Wolf Moon

I wrestle with this God,
translated
into male words,
interpreted as male.

Half of everyone
excluded,
while everyone pretends
it had to be this way
until everyone believes
it’s always been this way.

Better to teach people to worship a god
made in man’s image
so men in charge can have their way.

Here I am,
not a man
so not like God,
unable to find myself
anywhere other than
on the outside.

I lie awake
on nights I can’t pretend
I don’t care
and think about not belonging.

A few nights ago I slipped out of bed
and pulled back the curtains
to see the winter night and full-moon light.

I stood there
in my not-man body,
cold air raising goosebumps on bare legs,
and leaned my head against the window glass,
looking up
to see the Wolf Moon
in a veil of clouds.

I always marvel at the moon,
her waxing, waning,
rhythmic revelation,
dancing with oceans
from afar.

That night, watching silvery reflections of a star
blending light and shadow
across a frosty landscape,
I think moonlight knows
the truest words for God.

Morning Prayer

For months now, I’ve felt ill at ease reading the morning office. I had a sense of why—mainly the overtly male language for God—but not clarity. So I continued, as I have for years, all the while noticing and honoring the discomfort. This week, clarity came in the form of questions: “Is there space for me here? Is there room for my becoming, when everything is father and he and him and lord?”

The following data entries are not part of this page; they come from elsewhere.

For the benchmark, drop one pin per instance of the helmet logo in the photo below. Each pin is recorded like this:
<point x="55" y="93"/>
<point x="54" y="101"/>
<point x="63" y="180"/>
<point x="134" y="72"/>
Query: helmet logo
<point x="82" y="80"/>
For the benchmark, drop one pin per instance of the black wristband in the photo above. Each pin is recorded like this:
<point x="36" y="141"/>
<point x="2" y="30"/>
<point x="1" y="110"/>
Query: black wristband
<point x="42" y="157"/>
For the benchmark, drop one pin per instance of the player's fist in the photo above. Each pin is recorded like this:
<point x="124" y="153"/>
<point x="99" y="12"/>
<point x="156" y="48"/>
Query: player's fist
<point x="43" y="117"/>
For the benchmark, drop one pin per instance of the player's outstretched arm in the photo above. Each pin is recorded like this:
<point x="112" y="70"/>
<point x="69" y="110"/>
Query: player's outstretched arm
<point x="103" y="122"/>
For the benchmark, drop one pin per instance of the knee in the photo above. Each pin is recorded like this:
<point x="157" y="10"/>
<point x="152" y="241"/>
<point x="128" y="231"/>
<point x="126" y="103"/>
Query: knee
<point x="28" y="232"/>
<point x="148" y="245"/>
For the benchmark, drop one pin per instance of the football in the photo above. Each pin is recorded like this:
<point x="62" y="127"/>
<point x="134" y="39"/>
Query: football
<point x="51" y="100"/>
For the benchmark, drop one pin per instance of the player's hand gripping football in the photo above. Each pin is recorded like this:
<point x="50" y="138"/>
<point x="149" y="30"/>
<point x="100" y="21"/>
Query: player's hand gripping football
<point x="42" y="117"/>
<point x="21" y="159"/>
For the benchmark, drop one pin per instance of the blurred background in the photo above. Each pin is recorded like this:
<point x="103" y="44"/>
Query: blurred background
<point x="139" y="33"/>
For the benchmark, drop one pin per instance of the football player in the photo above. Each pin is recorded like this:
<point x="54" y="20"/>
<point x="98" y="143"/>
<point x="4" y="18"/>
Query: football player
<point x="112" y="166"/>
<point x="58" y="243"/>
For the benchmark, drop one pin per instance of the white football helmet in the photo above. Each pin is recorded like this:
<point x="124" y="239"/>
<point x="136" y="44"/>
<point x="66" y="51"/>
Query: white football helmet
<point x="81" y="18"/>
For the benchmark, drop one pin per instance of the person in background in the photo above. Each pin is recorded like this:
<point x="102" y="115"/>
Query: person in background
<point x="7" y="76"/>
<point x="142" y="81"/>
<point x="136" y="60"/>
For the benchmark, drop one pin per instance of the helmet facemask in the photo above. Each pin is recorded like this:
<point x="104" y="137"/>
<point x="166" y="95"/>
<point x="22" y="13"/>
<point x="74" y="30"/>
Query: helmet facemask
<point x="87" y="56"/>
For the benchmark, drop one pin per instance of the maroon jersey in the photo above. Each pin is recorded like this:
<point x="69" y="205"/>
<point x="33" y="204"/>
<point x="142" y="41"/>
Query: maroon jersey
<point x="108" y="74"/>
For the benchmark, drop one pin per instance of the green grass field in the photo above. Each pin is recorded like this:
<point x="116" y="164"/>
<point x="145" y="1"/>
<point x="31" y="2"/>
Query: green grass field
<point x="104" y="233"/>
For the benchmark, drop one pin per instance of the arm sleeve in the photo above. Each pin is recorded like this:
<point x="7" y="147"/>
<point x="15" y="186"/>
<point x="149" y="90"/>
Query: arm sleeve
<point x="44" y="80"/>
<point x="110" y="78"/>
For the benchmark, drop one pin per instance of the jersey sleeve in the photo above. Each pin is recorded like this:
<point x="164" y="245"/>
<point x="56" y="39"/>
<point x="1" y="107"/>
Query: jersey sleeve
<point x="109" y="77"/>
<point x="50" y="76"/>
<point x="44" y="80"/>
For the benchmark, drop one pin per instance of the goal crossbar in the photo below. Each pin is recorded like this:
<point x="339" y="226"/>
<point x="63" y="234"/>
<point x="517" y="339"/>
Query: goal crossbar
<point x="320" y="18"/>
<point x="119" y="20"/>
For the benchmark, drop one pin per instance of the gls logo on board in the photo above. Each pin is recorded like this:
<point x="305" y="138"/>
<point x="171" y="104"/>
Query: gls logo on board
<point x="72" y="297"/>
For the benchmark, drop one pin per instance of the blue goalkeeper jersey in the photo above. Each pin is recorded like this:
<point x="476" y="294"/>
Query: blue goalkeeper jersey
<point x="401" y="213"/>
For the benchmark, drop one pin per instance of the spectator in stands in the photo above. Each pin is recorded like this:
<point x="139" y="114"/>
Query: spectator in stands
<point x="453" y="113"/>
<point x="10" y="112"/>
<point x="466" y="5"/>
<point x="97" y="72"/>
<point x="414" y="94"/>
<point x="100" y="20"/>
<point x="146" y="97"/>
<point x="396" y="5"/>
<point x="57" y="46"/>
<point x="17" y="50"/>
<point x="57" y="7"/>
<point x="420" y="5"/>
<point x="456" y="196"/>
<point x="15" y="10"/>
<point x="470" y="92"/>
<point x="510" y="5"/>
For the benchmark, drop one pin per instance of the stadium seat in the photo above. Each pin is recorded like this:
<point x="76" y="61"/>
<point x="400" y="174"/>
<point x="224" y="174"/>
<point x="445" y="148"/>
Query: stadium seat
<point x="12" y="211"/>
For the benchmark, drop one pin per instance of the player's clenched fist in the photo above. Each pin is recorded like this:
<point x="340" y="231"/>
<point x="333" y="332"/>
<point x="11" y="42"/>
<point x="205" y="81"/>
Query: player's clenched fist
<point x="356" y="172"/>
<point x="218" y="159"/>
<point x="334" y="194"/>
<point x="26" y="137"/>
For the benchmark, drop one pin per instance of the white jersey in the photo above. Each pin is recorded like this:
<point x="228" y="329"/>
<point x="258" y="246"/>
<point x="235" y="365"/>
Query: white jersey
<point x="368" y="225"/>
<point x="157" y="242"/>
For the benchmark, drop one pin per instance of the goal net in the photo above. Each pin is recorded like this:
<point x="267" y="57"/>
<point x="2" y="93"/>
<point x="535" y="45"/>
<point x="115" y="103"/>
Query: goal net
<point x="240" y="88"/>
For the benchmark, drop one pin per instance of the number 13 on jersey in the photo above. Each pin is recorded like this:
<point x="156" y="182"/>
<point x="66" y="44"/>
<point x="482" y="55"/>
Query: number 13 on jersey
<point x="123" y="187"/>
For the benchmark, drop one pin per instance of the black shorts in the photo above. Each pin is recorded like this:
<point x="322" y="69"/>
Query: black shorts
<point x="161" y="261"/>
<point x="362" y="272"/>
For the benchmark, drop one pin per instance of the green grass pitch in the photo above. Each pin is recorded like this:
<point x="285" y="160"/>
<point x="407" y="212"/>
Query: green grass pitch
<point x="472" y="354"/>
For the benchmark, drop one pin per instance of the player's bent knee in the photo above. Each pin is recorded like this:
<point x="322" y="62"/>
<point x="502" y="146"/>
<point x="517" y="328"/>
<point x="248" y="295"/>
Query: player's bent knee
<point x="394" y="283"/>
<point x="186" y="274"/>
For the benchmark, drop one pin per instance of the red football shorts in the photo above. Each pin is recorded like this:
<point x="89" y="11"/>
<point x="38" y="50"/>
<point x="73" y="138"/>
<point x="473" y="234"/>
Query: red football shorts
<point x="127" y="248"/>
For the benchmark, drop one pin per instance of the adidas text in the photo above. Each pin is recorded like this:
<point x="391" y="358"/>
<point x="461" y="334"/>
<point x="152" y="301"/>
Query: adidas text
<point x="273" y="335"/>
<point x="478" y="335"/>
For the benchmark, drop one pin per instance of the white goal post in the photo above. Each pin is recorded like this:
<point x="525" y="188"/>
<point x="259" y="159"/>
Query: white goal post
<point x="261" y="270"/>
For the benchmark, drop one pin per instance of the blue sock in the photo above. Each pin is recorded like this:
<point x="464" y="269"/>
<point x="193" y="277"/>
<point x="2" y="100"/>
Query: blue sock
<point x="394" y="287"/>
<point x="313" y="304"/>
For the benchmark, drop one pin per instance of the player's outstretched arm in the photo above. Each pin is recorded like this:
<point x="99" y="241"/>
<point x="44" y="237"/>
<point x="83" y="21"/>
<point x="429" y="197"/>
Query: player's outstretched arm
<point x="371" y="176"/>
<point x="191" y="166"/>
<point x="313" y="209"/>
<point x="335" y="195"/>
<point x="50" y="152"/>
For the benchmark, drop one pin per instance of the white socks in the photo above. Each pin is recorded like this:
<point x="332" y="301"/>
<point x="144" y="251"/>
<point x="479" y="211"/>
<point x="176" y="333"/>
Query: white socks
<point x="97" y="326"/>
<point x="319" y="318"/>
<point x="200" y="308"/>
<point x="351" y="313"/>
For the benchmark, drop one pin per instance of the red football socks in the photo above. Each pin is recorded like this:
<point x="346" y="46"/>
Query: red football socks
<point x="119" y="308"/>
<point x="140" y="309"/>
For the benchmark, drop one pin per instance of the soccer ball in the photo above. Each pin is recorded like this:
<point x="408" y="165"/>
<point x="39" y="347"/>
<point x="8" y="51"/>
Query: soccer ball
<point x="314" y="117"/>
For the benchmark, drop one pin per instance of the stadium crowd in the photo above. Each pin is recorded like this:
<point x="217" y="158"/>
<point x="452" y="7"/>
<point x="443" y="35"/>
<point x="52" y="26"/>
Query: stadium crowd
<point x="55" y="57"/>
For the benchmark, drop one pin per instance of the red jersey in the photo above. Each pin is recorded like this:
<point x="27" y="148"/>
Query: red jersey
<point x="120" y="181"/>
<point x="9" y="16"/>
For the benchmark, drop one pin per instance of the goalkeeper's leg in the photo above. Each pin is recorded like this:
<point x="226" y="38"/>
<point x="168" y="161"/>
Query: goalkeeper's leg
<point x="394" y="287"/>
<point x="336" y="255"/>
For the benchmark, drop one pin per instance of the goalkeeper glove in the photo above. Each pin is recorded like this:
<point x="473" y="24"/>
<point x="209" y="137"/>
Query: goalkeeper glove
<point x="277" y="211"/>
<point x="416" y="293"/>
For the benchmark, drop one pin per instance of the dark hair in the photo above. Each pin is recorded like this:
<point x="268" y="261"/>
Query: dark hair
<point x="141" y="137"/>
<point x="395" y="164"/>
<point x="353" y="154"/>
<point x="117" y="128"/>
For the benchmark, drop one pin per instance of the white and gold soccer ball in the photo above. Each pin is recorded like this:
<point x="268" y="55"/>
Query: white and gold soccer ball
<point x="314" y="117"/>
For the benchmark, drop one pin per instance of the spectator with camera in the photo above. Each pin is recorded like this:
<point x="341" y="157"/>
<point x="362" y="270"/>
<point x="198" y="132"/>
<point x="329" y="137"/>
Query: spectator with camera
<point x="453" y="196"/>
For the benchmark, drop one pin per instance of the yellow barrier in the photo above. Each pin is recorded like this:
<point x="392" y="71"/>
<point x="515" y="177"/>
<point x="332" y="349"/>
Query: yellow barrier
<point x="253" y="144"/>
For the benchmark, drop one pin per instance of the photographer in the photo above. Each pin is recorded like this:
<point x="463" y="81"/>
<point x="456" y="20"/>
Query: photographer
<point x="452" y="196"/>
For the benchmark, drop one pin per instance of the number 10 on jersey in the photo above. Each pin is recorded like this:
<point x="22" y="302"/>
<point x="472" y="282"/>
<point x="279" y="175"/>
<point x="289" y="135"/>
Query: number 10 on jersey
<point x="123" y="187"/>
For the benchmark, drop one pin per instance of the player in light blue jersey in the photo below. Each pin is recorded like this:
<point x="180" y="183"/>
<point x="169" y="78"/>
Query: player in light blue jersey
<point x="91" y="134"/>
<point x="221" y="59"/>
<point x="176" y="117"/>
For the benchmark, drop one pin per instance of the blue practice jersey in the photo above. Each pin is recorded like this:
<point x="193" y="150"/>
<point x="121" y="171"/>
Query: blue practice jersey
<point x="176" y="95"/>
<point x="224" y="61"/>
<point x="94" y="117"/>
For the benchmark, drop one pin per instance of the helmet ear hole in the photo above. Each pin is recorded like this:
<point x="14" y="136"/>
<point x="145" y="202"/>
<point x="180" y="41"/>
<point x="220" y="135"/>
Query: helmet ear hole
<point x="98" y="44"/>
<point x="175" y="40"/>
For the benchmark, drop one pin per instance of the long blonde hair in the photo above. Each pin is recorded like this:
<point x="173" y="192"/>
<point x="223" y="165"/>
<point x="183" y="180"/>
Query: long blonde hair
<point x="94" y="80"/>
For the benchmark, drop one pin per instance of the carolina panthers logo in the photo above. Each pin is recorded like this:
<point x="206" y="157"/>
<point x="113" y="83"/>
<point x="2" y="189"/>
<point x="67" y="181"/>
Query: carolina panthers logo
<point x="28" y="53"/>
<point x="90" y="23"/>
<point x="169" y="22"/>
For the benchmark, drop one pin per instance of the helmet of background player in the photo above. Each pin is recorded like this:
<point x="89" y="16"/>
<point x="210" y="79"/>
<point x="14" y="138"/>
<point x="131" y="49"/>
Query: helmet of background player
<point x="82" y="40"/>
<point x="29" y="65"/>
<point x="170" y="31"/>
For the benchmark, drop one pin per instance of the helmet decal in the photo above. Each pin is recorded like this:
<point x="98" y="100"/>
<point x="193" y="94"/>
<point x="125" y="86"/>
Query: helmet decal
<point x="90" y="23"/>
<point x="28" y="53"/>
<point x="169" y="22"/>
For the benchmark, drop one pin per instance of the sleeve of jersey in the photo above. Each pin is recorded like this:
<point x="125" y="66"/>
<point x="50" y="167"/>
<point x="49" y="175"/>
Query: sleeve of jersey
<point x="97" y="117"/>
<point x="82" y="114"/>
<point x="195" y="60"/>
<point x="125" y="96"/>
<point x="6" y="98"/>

Meanwhile, I’d taken on the practice of praying hand-over-sternum, to remind me that the Divine is within, part of me.

This morning, while silently praying the confession and also practicing my reminder of the Divine within, the word “we” became “I” and “you” became “us” and suddenly I sense there may be space for me after all.

This is what I love about liturgy. It gives us a reservoir within which we can wrestle and flounder and question, all while being held and buoyed and never alone.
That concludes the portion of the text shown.